Introduction: Adalimumab is a recombinant fully-human monoclonal immunoglobulin (IgG1) antibody utilized in the treatment of Crohn's disease. Unfortunately no clinical or genetic markers exist to predict response to anti-tumor necrosis factor-alpha (TNF) therapy. The aim of this study was to evaluate the association between selected genes involved in cytokine regulation and response to adalimumab treatment in Crohn's disease.

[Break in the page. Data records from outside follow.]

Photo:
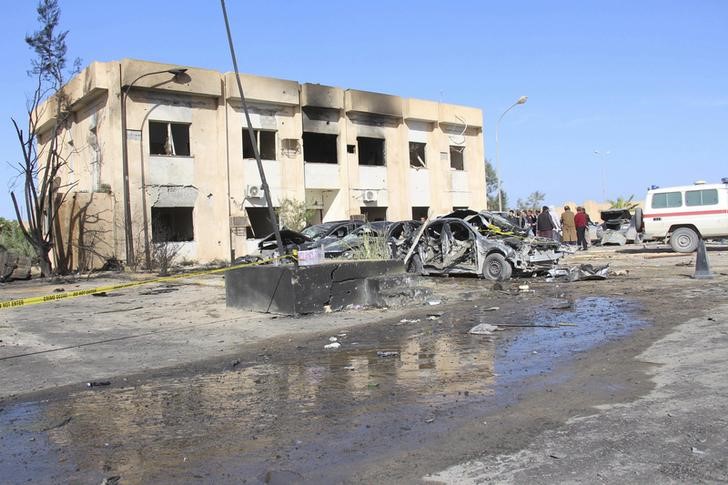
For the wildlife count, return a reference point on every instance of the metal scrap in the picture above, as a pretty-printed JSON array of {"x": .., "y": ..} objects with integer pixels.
[{"x": 583, "y": 272}]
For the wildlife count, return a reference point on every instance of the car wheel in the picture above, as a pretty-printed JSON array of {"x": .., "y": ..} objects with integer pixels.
[
  {"x": 684, "y": 240},
  {"x": 497, "y": 268},
  {"x": 415, "y": 265}
]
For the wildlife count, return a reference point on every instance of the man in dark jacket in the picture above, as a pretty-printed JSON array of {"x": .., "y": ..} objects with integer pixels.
[
  {"x": 581, "y": 220},
  {"x": 544, "y": 224}
]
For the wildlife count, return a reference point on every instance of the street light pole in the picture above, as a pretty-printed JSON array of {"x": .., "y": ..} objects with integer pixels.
[
  {"x": 521, "y": 100},
  {"x": 603, "y": 156},
  {"x": 128, "y": 236}
]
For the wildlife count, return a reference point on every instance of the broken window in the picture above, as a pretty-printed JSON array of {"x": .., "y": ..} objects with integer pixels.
[
  {"x": 374, "y": 214},
  {"x": 665, "y": 200},
  {"x": 172, "y": 224},
  {"x": 266, "y": 140},
  {"x": 417, "y": 155},
  {"x": 169, "y": 138},
  {"x": 457, "y": 158},
  {"x": 260, "y": 223},
  {"x": 371, "y": 151},
  {"x": 319, "y": 148},
  {"x": 701, "y": 197}
]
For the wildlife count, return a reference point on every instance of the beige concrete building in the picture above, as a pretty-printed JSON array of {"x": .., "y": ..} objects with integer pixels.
[{"x": 192, "y": 176}]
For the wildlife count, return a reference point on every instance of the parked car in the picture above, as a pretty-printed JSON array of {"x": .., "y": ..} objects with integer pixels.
[
  {"x": 385, "y": 238},
  {"x": 684, "y": 214},
  {"x": 618, "y": 227},
  {"x": 347, "y": 246},
  {"x": 452, "y": 245}
]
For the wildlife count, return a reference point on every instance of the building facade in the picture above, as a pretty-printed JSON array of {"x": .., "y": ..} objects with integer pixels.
[{"x": 192, "y": 176}]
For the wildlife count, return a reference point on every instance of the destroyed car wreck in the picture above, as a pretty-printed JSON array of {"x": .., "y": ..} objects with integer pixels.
[{"x": 452, "y": 245}]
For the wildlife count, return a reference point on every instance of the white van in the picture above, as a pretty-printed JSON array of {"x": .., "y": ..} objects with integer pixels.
[{"x": 685, "y": 214}]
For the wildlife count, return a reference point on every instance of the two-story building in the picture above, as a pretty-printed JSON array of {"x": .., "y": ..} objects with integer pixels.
[{"x": 179, "y": 141}]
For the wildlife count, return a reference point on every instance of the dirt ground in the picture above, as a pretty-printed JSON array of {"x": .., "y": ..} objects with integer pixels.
[{"x": 622, "y": 380}]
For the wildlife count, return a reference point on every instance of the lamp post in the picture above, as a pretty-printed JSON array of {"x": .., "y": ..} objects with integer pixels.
[
  {"x": 521, "y": 100},
  {"x": 603, "y": 156},
  {"x": 129, "y": 238}
]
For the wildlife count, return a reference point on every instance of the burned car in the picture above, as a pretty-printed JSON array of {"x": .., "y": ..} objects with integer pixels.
[
  {"x": 452, "y": 245},
  {"x": 380, "y": 238},
  {"x": 328, "y": 232},
  {"x": 618, "y": 227}
]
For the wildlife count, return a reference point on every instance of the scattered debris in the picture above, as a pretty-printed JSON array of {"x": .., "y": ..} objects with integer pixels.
[
  {"x": 60, "y": 424},
  {"x": 583, "y": 272},
  {"x": 561, "y": 304},
  {"x": 98, "y": 383},
  {"x": 483, "y": 329}
]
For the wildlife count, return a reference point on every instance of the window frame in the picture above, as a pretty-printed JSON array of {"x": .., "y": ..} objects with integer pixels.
[
  {"x": 667, "y": 204},
  {"x": 461, "y": 151},
  {"x": 169, "y": 132},
  {"x": 702, "y": 197},
  {"x": 257, "y": 132}
]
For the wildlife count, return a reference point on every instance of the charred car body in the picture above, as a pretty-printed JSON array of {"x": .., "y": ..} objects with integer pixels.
[
  {"x": 479, "y": 243},
  {"x": 618, "y": 227},
  {"x": 393, "y": 238}
]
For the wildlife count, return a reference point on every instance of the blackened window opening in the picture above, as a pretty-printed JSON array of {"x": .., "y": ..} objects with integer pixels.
[
  {"x": 319, "y": 148},
  {"x": 417, "y": 155},
  {"x": 172, "y": 224},
  {"x": 457, "y": 158},
  {"x": 169, "y": 138},
  {"x": 266, "y": 141},
  {"x": 371, "y": 151},
  {"x": 260, "y": 223}
]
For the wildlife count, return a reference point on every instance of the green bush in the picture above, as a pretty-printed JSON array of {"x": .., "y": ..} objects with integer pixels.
[{"x": 12, "y": 238}]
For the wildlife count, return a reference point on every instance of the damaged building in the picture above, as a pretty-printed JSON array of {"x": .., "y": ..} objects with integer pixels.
[{"x": 159, "y": 153}]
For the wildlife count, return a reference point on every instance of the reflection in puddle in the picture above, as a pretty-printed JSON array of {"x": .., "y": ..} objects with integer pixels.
[{"x": 306, "y": 414}]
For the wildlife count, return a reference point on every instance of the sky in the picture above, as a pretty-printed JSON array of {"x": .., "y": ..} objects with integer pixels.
[{"x": 643, "y": 83}]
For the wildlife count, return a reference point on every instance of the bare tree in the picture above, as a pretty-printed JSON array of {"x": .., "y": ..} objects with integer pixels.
[{"x": 42, "y": 165}]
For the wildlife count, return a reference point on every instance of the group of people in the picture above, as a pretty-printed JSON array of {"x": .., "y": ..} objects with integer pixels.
[{"x": 571, "y": 228}]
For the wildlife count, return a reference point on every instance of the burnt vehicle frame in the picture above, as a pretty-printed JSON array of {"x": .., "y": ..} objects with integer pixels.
[
  {"x": 453, "y": 245},
  {"x": 394, "y": 236}
]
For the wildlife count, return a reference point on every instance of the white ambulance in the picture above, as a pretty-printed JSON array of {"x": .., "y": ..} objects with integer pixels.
[{"x": 685, "y": 214}]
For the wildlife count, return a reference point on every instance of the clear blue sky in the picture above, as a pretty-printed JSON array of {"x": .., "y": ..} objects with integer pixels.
[{"x": 646, "y": 81}]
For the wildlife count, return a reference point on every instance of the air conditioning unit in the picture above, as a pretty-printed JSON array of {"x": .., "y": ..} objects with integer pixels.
[
  {"x": 254, "y": 191},
  {"x": 370, "y": 196}
]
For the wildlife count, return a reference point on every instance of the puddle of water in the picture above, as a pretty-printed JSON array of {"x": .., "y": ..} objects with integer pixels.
[{"x": 310, "y": 413}]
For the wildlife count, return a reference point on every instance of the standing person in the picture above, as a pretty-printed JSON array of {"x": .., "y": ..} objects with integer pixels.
[
  {"x": 581, "y": 221},
  {"x": 544, "y": 224},
  {"x": 567, "y": 223},
  {"x": 557, "y": 225},
  {"x": 532, "y": 222}
]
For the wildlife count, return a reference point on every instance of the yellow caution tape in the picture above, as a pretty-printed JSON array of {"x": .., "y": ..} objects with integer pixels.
[{"x": 34, "y": 300}]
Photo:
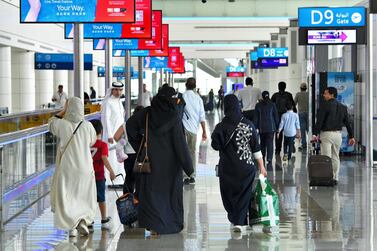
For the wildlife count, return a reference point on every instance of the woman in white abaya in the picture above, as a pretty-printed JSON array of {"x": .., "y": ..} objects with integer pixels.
[{"x": 73, "y": 189}]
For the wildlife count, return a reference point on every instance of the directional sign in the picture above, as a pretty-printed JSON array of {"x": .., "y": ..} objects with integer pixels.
[
  {"x": 331, "y": 17},
  {"x": 64, "y": 11},
  {"x": 331, "y": 36},
  {"x": 272, "y": 52},
  {"x": 59, "y": 61}
]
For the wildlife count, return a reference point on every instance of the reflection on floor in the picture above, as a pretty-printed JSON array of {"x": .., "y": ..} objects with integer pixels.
[{"x": 322, "y": 218}]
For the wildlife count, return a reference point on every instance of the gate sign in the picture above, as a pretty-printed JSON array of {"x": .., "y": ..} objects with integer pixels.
[
  {"x": 65, "y": 11},
  {"x": 273, "y": 52},
  {"x": 331, "y": 17},
  {"x": 59, "y": 61}
]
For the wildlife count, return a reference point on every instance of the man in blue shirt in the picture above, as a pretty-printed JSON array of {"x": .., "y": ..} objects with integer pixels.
[{"x": 290, "y": 125}]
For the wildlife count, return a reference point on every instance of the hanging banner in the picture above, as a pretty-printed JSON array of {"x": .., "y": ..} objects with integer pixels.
[
  {"x": 118, "y": 44},
  {"x": 155, "y": 43},
  {"x": 77, "y": 11},
  {"x": 165, "y": 44},
  {"x": 59, "y": 61}
]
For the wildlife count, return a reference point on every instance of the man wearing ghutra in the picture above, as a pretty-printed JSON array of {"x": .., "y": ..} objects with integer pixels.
[{"x": 112, "y": 117}]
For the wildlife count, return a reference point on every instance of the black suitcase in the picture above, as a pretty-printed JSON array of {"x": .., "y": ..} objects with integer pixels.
[{"x": 320, "y": 169}]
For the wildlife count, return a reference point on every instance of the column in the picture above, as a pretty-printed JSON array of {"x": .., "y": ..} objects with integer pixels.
[
  {"x": 5, "y": 78},
  {"x": 23, "y": 81},
  {"x": 44, "y": 87},
  {"x": 71, "y": 84},
  {"x": 61, "y": 78},
  {"x": 94, "y": 80}
]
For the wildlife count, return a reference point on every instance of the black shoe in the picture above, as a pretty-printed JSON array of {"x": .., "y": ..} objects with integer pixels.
[
  {"x": 192, "y": 180},
  {"x": 186, "y": 181}
]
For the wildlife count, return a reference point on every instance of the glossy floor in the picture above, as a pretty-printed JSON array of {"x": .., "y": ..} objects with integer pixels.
[{"x": 340, "y": 218}]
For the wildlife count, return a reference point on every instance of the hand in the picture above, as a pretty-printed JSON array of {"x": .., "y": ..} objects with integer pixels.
[
  {"x": 204, "y": 136},
  {"x": 112, "y": 175},
  {"x": 263, "y": 171},
  {"x": 351, "y": 141}
]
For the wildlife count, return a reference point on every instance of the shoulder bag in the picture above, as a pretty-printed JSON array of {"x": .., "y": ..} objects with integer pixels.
[{"x": 143, "y": 166}]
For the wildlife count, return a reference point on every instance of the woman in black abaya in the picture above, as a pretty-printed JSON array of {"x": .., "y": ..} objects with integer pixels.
[{"x": 237, "y": 140}]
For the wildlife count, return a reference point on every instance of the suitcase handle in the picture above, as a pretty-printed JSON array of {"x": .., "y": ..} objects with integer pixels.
[{"x": 116, "y": 176}]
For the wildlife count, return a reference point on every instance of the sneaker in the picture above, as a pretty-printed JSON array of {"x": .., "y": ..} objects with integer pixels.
[
  {"x": 83, "y": 228},
  {"x": 186, "y": 181},
  {"x": 285, "y": 157},
  {"x": 192, "y": 180},
  {"x": 105, "y": 224},
  {"x": 73, "y": 233}
]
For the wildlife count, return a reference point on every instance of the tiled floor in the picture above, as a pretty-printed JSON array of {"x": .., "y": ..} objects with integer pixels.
[{"x": 340, "y": 218}]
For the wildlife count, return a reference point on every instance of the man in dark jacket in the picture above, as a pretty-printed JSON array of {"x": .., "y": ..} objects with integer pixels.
[
  {"x": 331, "y": 117},
  {"x": 281, "y": 100},
  {"x": 266, "y": 120}
]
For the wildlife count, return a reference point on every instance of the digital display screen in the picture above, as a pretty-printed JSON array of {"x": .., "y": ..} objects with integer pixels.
[
  {"x": 331, "y": 36},
  {"x": 68, "y": 11}
]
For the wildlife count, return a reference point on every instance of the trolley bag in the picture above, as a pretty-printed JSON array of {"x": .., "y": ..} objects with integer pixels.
[
  {"x": 265, "y": 208},
  {"x": 319, "y": 168},
  {"x": 127, "y": 206}
]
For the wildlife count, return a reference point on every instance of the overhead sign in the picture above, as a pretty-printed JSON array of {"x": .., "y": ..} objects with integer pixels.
[
  {"x": 331, "y": 36},
  {"x": 331, "y": 17},
  {"x": 59, "y": 61},
  {"x": 155, "y": 62},
  {"x": 164, "y": 52},
  {"x": 118, "y": 44},
  {"x": 118, "y": 71},
  {"x": 272, "y": 52},
  {"x": 155, "y": 43},
  {"x": 68, "y": 11}
]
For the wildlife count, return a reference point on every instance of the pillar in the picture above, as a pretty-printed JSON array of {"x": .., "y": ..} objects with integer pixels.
[
  {"x": 5, "y": 78},
  {"x": 44, "y": 88},
  {"x": 23, "y": 81}
]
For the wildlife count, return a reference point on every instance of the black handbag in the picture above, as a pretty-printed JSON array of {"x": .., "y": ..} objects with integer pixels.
[{"x": 144, "y": 165}]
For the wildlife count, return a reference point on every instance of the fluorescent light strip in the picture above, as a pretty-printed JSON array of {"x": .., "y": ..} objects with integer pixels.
[{"x": 214, "y": 45}]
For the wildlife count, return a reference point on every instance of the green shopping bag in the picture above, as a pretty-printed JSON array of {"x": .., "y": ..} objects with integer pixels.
[{"x": 265, "y": 209}]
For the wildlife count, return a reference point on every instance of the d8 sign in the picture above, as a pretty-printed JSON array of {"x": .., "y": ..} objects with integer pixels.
[{"x": 331, "y": 17}]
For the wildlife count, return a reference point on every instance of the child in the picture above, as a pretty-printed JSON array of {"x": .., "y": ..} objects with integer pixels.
[
  {"x": 290, "y": 125},
  {"x": 100, "y": 153}
]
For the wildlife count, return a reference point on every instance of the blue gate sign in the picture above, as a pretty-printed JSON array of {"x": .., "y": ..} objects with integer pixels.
[
  {"x": 331, "y": 17},
  {"x": 59, "y": 61},
  {"x": 272, "y": 52}
]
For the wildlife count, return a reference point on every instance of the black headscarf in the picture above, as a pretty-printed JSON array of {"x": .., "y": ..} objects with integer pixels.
[
  {"x": 163, "y": 114},
  {"x": 232, "y": 109}
]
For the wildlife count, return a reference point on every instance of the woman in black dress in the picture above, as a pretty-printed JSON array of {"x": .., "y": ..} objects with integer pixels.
[{"x": 237, "y": 141}]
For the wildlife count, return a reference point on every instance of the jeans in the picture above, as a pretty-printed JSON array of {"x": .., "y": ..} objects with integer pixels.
[
  {"x": 289, "y": 143},
  {"x": 267, "y": 144},
  {"x": 303, "y": 116}
]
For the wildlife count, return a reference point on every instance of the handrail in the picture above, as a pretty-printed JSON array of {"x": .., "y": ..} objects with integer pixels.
[{"x": 16, "y": 136}]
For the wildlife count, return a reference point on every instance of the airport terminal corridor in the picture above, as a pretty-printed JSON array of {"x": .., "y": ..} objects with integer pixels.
[{"x": 317, "y": 218}]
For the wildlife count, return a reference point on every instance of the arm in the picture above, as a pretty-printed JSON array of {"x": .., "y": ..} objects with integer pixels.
[{"x": 108, "y": 166}]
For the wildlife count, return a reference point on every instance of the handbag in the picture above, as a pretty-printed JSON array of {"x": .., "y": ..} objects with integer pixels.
[{"x": 143, "y": 166}]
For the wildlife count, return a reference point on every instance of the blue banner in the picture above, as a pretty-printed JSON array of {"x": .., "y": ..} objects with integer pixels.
[
  {"x": 235, "y": 69},
  {"x": 331, "y": 17},
  {"x": 344, "y": 82},
  {"x": 118, "y": 71},
  {"x": 272, "y": 52},
  {"x": 118, "y": 44},
  {"x": 155, "y": 62},
  {"x": 59, "y": 61},
  {"x": 63, "y": 11}
]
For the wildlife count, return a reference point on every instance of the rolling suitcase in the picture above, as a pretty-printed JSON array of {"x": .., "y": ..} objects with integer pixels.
[{"x": 319, "y": 168}]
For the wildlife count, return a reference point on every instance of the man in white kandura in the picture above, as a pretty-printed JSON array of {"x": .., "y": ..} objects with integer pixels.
[{"x": 112, "y": 117}]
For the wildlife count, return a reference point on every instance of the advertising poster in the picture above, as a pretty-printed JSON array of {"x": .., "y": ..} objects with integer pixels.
[
  {"x": 165, "y": 44},
  {"x": 344, "y": 83},
  {"x": 118, "y": 44},
  {"x": 68, "y": 11},
  {"x": 155, "y": 43},
  {"x": 155, "y": 62}
]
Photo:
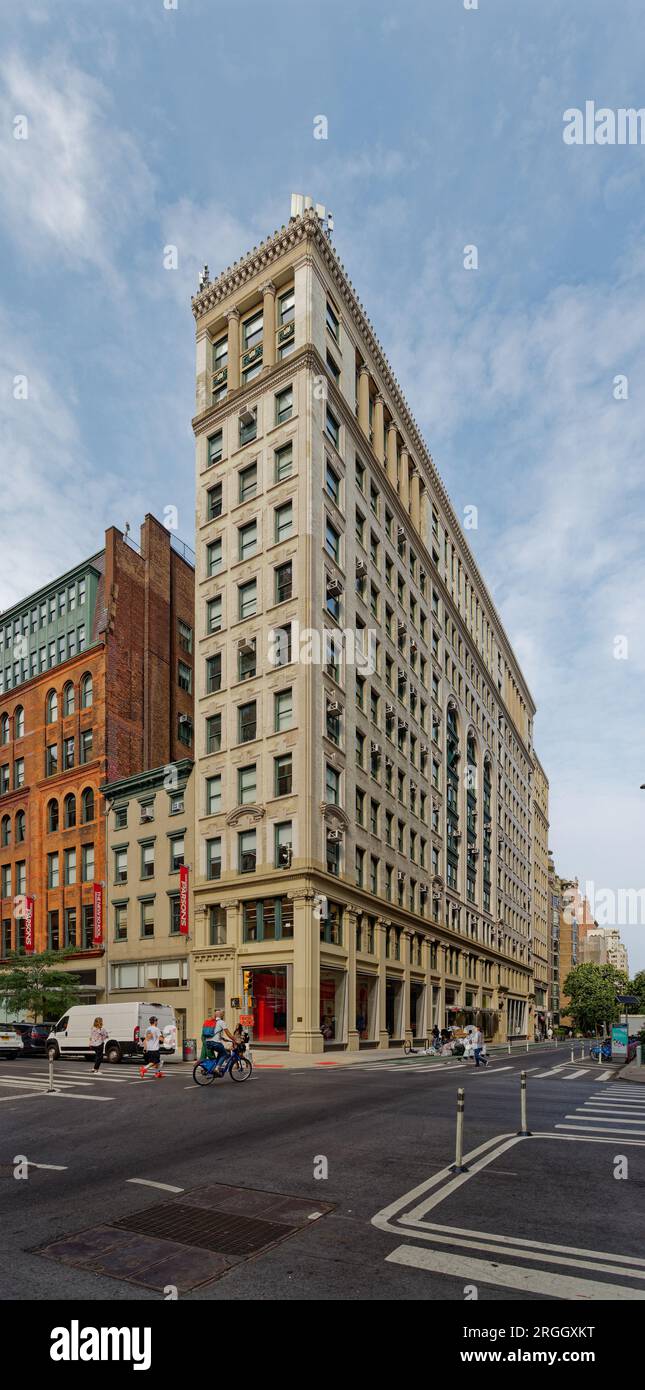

Methods: twenty-four patients with Crohn's disease either naïve (n = 8) or had lost response or were unable to tolerate the chimeric anti-TNF antibody infliximab (n=16) were enrolled in the study. Patients were genotyped for main polymorphisms in NOD2, CD14 and TLR4 genes. Response to adalimumab treatment was defined as a decrease of Crohn's disease activity index of at least 100 points or a closure of at least 50% of fistulas in case of fistulizing Crohn's disease.
Results: overall, 75% of patients did respond to treatment. However, no statistically significant association was found between any of the genotypes and the response to adalimumab.
Conclusions: In our small study group no association between the studied polymorphisms and response to adalimumab was apparent. Systematic studies to search for genetic markers of response to anti-TNF therapy are necessary.